Metepec Downgraded by Moody’s
The Municipality of Metepec is seeing its issuer rating downgraded to Ba1 from A1 by Moody’s. The ratings agency is also downgrading the Mexican municipality’s issuer rating to Ba1 from Baa3, both on a national scale. The outlook is stable. Moody’s says the downgrade reflects gross balances below the median investment grade for Mexican municipalities, a significant decline in consolidated financial performance in 2009, a decline in net working capital and anticipated increases in debt levels to finance planned capital projects.
Colombiana RMBS See Demand
Mortgage securitization Titularizadora Colombiana has issued COP94.2bn ($49.0m) in UVR-denominated residential mortgage backed securities, getting 4.3x demand, according to a banker on the deal. The AAA rated 2020 notes pay 1.45%. The notes are backed by mortgages from Bancolombia, BCSC and Davivienda. The company led the issue itself.
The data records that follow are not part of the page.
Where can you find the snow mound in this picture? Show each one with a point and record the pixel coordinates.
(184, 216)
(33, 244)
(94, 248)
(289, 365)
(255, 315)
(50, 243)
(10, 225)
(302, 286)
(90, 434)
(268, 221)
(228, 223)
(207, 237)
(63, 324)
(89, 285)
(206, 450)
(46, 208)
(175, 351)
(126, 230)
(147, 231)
Santander Gives Loan to Guerrero
Mexico’s state of Guerrero has received a 15-year MXP375m enhanced loan from Santander. Guerrero has pledged the flows and rights to 3.17% of its participation revenues, which will be transferred to a trust to pay for debt service. The loan has been rated Baa3/Aa2 by Moody’s because of the underlying credit worthiness of the state and because of the legal and credit enhancements embedded in the loan. These include the strong trust structure, an interest rate cap of 7% for the first 2 years, which protects against an increase in the TIIE, a strong level of reserve funds and cash flows estimated to generate solid debt service coverage ratios, says Moody’s.